Ann was a Murray born in 1914, in Moose Jaw Saskatchewan, in the same month that Canada was drawn into the first world war. In an era when women were expected to stay home, her mother insisted that Ann carry on to nursing school. As a result, it was at St. Paul’s Hospital in Saskatoon, in 1935, that Ann felt her life really began: “I loved school and basketball.”

She moved to Nanaimo in 1939 to work at Nanaimo Hospital where she met Dan Quayle, a native of Ladysmith and a young marine biologist. Ann continued her nursing work while Dan was posted overseas in 1942 to serve as a navigator in the air force. After the war Ann went off to UBC to upgrade her nursing credentials while Dan went to Glasgow to study for a PhD in bivalve molluscs. They were married in February 1947.

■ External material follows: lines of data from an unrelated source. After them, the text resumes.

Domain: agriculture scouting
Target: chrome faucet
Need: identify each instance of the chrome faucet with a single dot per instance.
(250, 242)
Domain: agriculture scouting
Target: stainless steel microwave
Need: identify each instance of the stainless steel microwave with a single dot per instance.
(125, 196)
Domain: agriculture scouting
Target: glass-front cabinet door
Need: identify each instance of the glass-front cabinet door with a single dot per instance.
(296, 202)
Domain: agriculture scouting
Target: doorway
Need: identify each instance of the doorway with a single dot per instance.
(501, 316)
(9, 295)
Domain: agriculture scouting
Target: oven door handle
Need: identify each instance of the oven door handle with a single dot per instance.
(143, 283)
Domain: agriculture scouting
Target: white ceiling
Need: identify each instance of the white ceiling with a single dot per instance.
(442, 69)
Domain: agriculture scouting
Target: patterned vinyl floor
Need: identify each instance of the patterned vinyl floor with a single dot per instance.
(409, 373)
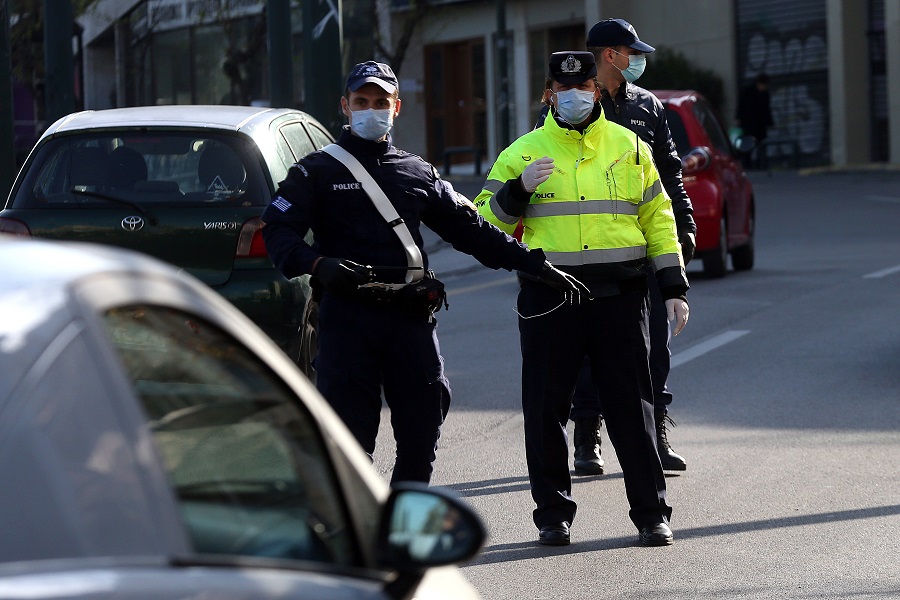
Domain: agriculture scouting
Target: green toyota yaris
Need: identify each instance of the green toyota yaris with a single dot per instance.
(185, 184)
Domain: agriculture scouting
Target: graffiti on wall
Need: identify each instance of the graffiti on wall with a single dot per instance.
(796, 62)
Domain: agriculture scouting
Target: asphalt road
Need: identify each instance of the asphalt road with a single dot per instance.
(787, 404)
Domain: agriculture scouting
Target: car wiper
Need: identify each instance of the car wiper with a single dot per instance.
(141, 209)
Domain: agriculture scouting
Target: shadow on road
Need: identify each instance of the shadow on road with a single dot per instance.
(500, 553)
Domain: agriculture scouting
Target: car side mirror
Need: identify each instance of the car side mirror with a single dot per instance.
(425, 527)
(745, 144)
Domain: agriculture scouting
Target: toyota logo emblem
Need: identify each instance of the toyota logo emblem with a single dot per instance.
(132, 223)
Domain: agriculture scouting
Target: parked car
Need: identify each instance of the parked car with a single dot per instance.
(714, 179)
(185, 184)
(156, 444)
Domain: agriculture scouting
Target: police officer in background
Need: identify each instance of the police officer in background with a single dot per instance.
(620, 58)
(372, 337)
(587, 193)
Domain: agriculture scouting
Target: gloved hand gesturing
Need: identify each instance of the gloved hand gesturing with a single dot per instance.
(536, 173)
(339, 275)
(688, 245)
(571, 288)
(677, 310)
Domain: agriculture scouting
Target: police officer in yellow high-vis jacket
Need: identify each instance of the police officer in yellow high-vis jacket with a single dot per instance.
(589, 195)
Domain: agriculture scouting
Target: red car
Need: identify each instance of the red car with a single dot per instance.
(715, 181)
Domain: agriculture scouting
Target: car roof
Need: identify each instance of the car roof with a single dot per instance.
(231, 118)
(677, 96)
(56, 265)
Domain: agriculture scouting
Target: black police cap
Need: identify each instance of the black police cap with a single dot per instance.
(372, 72)
(572, 67)
(616, 32)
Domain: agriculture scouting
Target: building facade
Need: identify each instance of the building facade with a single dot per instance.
(834, 64)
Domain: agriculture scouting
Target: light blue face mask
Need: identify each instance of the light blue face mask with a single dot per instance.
(636, 66)
(371, 124)
(574, 106)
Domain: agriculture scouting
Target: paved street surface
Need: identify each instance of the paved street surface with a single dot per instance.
(787, 404)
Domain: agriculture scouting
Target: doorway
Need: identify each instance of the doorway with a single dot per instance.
(456, 104)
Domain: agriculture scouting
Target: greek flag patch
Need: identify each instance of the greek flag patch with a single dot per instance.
(281, 204)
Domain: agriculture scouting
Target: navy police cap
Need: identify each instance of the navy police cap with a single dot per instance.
(616, 32)
(572, 67)
(372, 72)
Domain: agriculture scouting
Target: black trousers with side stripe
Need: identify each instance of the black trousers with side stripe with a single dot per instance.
(613, 333)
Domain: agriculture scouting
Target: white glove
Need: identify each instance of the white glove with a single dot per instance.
(677, 310)
(537, 173)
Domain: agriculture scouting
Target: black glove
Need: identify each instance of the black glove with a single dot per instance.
(339, 275)
(688, 245)
(571, 288)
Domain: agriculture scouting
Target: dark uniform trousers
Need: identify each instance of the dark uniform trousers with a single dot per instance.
(613, 333)
(364, 348)
(588, 400)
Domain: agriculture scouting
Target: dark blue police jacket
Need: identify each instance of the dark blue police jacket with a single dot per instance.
(321, 195)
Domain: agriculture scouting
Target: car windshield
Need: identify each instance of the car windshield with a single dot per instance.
(679, 134)
(247, 462)
(144, 168)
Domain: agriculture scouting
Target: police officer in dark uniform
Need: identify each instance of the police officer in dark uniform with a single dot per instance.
(620, 61)
(377, 338)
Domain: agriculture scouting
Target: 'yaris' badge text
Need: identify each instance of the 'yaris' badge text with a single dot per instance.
(132, 223)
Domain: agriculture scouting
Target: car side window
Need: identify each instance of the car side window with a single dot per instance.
(320, 137)
(246, 460)
(297, 139)
(679, 133)
(713, 129)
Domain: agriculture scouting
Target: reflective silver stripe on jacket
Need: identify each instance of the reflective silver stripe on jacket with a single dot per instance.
(666, 260)
(653, 191)
(493, 185)
(501, 214)
(595, 257)
(584, 207)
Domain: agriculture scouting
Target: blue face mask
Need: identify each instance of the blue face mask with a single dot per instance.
(574, 106)
(371, 124)
(636, 66)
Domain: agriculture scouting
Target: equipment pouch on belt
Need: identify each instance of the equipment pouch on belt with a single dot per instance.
(424, 297)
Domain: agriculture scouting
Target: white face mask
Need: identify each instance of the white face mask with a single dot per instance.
(371, 124)
(574, 106)
(635, 68)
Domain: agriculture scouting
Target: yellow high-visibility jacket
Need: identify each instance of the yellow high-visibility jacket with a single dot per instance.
(602, 213)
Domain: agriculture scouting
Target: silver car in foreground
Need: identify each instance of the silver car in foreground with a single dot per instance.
(154, 443)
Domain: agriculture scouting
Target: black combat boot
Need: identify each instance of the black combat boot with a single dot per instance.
(587, 447)
(670, 460)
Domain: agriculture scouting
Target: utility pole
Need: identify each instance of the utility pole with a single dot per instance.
(323, 71)
(281, 70)
(7, 130)
(502, 78)
(59, 65)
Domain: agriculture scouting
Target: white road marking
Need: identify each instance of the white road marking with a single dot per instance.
(707, 346)
(884, 198)
(882, 273)
(481, 286)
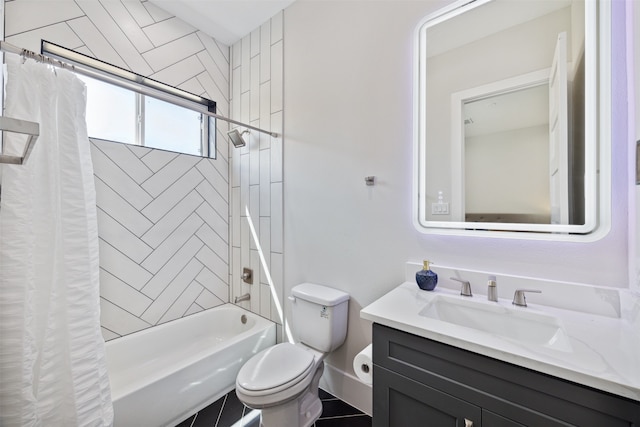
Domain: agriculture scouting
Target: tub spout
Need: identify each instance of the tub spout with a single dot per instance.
(241, 298)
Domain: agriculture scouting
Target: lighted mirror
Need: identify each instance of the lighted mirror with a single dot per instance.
(507, 137)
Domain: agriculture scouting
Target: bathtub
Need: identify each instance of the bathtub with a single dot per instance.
(162, 375)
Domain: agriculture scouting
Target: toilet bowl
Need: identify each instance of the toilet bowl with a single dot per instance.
(282, 381)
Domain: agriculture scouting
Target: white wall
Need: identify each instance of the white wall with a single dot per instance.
(348, 114)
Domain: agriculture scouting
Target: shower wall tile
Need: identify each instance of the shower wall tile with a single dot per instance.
(256, 168)
(21, 16)
(168, 30)
(163, 218)
(128, 25)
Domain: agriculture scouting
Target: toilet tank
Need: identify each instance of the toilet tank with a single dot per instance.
(320, 316)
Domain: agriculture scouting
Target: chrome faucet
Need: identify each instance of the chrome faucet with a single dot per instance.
(519, 298)
(466, 287)
(245, 297)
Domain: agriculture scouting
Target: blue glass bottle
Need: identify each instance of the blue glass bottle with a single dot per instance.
(426, 279)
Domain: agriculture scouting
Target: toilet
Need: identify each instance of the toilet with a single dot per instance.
(282, 381)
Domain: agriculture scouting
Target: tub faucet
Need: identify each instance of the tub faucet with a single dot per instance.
(241, 298)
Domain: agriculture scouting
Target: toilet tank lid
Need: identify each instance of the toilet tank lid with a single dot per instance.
(319, 294)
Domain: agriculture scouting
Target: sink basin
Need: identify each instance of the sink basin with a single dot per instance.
(517, 324)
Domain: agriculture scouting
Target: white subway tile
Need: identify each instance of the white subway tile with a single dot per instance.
(265, 244)
(168, 30)
(58, 33)
(163, 228)
(116, 38)
(265, 182)
(168, 273)
(119, 237)
(28, 15)
(277, 22)
(246, 60)
(254, 290)
(208, 300)
(212, 261)
(169, 248)
(214, 242)
(214, 284)
(235, 217)
(265, 114)
(96, 42)
(254, 113)
(181, 71)
(265, 300)
(172, 195)
(158, 14)
(254, 211)
(276, 218)
(122, 267)
(213, 198)
(276, 148)
(128, 25)
(276, 77)
(173, 52)
(119, 209)
(265, 52)
(277, 275)
(172, 292)
(182, 303)
(119, 320)
(122, 295)
(139, 12)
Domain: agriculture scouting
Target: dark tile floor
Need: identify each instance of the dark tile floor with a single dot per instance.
(229, 411)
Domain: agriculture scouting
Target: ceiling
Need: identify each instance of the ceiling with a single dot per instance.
(225, 20)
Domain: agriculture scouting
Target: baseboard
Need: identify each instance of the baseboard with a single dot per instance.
(348, 388)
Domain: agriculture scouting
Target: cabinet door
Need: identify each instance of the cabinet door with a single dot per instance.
(494, 420)
(402, 402)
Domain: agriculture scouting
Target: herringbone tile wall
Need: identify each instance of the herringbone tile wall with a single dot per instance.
(163, 217)
(162, 223)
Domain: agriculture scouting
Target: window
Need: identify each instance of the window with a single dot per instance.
(121, 115)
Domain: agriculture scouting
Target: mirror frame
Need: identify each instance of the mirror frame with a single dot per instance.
(597, 137)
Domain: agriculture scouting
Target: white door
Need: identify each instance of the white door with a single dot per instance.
(559, 134)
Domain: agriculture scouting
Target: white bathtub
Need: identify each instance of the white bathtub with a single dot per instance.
(161, 375)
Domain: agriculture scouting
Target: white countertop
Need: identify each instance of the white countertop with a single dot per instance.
(604, 351)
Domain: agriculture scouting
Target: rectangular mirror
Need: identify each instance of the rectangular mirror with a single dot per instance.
(507, 137)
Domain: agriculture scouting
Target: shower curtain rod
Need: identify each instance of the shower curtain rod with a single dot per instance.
(114, 79)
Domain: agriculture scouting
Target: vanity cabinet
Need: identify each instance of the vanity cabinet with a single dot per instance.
(420, 382)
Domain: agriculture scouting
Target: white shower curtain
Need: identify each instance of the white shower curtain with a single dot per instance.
(52, 360)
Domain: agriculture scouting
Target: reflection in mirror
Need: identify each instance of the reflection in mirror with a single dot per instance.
(501, 118)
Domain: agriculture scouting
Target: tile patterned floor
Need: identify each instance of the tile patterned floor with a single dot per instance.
(229, 411)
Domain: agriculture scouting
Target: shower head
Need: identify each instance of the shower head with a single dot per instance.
(236, 137)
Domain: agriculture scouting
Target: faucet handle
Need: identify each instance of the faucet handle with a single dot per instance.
(466, 287)
(519, 298)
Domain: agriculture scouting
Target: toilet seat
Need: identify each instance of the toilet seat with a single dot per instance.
(275, 369)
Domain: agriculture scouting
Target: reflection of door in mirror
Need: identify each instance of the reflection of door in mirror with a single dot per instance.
(485, 183)
(559, 134)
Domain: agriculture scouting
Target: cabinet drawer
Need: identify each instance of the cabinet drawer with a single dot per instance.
(497, 386)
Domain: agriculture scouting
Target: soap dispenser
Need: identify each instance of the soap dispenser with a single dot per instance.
(425, 278)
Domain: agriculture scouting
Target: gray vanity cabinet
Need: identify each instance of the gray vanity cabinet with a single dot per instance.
(420, 382)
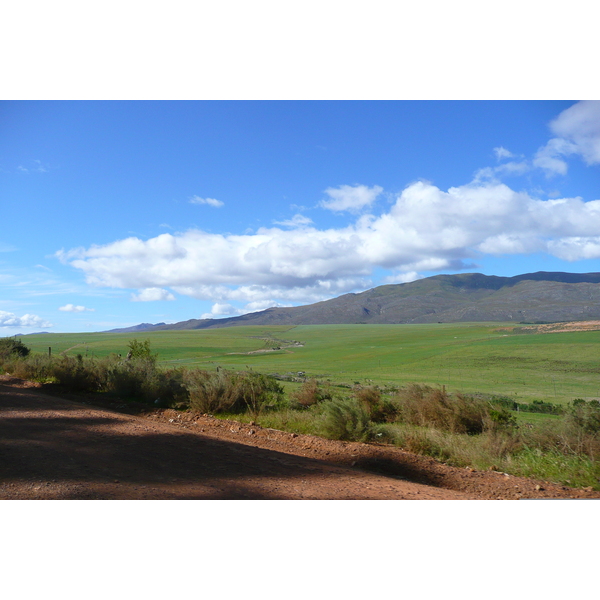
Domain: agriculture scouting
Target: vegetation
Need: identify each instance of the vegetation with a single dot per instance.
(12, 347)
(550, 437)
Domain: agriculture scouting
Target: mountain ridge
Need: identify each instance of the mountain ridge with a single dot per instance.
(531, 297)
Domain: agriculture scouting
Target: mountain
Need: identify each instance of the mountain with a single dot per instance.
(467, 297)
(140, 327)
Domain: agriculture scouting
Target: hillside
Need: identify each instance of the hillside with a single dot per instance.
(467, 297)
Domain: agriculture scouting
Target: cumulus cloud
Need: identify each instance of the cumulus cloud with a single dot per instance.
(296, 221)
(350, 198)
(152, 295)
(11, 320)
(73, 308)
(426, 229)
(221, 310)
(502, 152)
(578, 132)
(209, 201)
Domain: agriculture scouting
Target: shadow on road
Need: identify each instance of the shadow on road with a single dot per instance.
(99, 456)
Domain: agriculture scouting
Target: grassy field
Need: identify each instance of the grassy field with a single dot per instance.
(471, 357)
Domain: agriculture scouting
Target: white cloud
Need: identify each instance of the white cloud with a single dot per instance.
(403, 277)
(152, 295)
(295, 222)
(209, 201)
(73, 308)
(221, 310)
(350, 198)
(502, 152)
(426, 229)
(580, 124)
(578, 131)
(11, 320)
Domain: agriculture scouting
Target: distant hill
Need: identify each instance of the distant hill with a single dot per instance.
(140, 327)
(529, 298)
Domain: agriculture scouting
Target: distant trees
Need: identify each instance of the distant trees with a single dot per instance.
(12, 347)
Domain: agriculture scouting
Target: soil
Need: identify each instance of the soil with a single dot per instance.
(61, 446)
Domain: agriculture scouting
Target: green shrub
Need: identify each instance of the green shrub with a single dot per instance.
(75, 373)
(140, 350)
(310, 393)
(35, 367)
(345, 419)
(223, 391)
(12, 348)
(210, 392)
(426, 406)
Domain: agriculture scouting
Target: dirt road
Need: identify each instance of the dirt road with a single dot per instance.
(57, 448)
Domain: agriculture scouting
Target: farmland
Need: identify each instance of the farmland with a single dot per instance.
(491, 358)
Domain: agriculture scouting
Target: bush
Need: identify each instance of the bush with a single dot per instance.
(310, 393)
(345, 419)
(140, 350)
(426, 406)
(75, 373)
(12, 348)
(224, 391)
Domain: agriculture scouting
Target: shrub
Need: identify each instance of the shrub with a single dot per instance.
(210, 392)
(139, 350)
(224, 391)
(12, 347)
(75, 373)
(37, 367)
(426, 406)
(258, 391)
(345, 419)
(310, 393)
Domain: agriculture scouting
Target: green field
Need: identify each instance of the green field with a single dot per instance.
(470, 357)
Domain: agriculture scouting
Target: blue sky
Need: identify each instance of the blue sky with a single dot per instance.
(116, 213)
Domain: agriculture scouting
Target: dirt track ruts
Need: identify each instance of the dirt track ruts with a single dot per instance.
(57, 448)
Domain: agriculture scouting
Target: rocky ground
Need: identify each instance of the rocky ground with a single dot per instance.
(66, 447)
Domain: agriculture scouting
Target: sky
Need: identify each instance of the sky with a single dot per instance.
(122, 212)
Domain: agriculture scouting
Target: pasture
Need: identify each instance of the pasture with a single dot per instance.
(491, 358)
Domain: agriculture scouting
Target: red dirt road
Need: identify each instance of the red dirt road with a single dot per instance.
(54, 448)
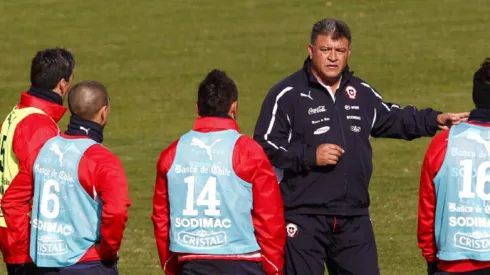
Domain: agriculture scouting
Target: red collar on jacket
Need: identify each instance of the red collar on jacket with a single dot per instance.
(55, 111)
(214, 124)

Returning to Vancouver Island, life shifted to focus on the arrival of Moura. By 1963 they had moved to the wilds of Planta Road, outside of Nanaimo. In time the City grew up around them. Ann returned to work as a public health nurse, tended Moura and became a Vancouver Island gardener and golfer.

Ann’s bright observations and quick smile brought her many friends, and we thank everyone for much support over the past many years, especially Ann’s friends at Lynburn Manor. Special thanks go to the staff at Nanaimo Seniors’ Village who cared for and loved Ann over the last two years.

For the past several years Ann was trying to donate a greenway to the City of Nanaimo, and never quite understood why the process hung on red tape and civic-management agendas. Perhaps with a new era in City Hall, the Quayle Greenway can become a reality on lands donated by Ann and Dan, as a lasting legacy for her neighbourhood and city, and as a tribute to the walkers and cyclists in our midst.

Ann loved Nanaimo, from the days of her work criss-crossing central Vancouver Island in a classic old Ford to bring public health to small communities, to seeing her rhododendrons bloom in the spring by the waters of what we now know as the Salish Sea. She will be missed.